I’ve kept a journal since I was eleven. The pages were never filled with artful passages but high-pitched strum and angst. I’ve avoided reading them but it’s a pretty safe bet that 90% of the strum was about boys. They are all (except for the current one) packed in a box, topped with a note in bold Sharpie: “Destroy Upon My Death.” (The note is for my sister whose curiosity and hunger for drama outweigh any sense of integrity.) The curious thing is that it is not a large box. There are only two journals for the entire 18 years I was with my husband. Lots of things happened during those years. Lots. But I was rarely sad and/or filled with angst. My marriage wasn’t boring but it was relatively calm and steady. These past four years have been anything but.

I have probably filled more notebooks during these past four years than I have my entire life. It’s not just the grief, I’m lost.There seem to be too many paths to take; a luxury, I know. My kingdom for simply a fork (versus a loom) in the road. I have tried so many roads, and gotten lost or reached a dead end more times than I can count. These journeys are probably invisible to everyone else, as they are more about my perspective and/or trying new things. I have tried work, play, dozens of volunteer gigs, politics, religion and apathy. I have dated people I considered good matches and people I knew were anything but. I have grown my hair and shrunk my wardrobe. And when none of it feels enough or right, when the loneliness and loss come crashing upon me, I grab my journal. I’d be embarrassed to read what I wrote a year or two or three ago. I fear I would discover little if any personal growth. If my journals were a therapist they would probably tell me it’s time to shift my narrative.

Life IS loss. My rabbi once told me that not everyone experiences loss. I argued (yes, with a rabbi) that was impossible. To be alive, in any real sense, means you have suffered loss. Even if it was “just” the loss of a dream or one’s youth, it is still loss. I accept that the cost of survival is learning how to live. There is even something to say for the creative freedom it allows. At least that’s what I tell friends over lunch or drinks. But I’ll tell you the other truth; it’s hard and sad and very lonely. I know I’m less lost than I was, but I still struggle for direction. This is particularly frustrating for a gal who has an exquisite sense of direction (seriously, my husband used to say you can spin me and I’d always point north.) I am learning self-care, which is huge progress. I am also learning not to say “yes” to everything but to trust my own judgement again.

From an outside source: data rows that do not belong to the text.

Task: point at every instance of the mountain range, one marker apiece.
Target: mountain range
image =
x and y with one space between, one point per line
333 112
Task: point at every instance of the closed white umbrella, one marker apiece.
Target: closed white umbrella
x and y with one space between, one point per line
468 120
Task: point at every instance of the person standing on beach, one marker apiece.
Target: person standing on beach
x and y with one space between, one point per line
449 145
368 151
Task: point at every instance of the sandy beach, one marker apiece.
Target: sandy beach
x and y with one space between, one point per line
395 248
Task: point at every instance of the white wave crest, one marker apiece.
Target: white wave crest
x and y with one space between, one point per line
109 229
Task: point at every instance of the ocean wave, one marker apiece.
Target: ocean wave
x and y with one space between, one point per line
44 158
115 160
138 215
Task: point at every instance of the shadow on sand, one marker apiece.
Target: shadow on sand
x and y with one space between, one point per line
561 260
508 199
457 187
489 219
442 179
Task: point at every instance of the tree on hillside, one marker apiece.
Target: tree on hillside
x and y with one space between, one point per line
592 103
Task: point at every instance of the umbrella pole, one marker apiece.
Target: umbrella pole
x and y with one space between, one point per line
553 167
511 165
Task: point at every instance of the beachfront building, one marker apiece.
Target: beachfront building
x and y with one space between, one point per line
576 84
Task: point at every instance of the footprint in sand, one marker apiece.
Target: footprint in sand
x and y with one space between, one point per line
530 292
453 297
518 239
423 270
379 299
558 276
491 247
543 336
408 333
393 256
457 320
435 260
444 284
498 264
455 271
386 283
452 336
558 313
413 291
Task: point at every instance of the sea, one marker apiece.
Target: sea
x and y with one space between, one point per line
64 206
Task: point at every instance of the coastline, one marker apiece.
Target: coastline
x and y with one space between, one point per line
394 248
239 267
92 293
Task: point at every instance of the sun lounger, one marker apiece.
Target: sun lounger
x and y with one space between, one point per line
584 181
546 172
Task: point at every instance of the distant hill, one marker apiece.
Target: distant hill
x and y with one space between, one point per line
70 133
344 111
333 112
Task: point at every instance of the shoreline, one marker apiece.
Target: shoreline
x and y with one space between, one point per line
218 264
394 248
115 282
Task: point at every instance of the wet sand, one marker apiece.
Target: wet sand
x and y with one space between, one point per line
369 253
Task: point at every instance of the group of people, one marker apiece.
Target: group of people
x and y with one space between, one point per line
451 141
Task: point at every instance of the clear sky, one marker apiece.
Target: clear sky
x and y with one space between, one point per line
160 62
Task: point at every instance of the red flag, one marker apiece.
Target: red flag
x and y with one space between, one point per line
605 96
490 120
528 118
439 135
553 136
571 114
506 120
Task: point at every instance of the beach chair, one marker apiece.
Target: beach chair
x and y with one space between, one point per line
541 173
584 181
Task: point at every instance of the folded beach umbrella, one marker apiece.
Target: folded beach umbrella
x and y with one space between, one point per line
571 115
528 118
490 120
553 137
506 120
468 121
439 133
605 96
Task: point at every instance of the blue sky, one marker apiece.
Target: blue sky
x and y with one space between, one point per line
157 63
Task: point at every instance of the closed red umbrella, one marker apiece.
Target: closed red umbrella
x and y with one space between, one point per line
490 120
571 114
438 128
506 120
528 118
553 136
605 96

Regaining trust of judgement is nothing to sneeze at by the way. The thing about being lost is one tends to ask for directions (regardless of one’s gender!). This is not always a great strategy, as no one knows you as well as you do. I’ve received some rubbish advice these past few years! I saw a therapist…once, who told me that the reason I still had sadness was that I made no difference in anyone else’s life. She said I lived a very self-absorbed life and I’d always be unhappy. So…I turn to my journal. I write and write and write, in the pursuit of clarity. I rely, as I always have, on my dreams to reveal my inner thoughts. And I live. I put one foot in front of the other. I do the things that make me happy whenever I can. I seek out experiences that feed my soul and spend time with people I love. That’s all I know to do. But oh do I miss the assuredness I had when married. I so miss feeling solid in my life…feeling I HAD a life.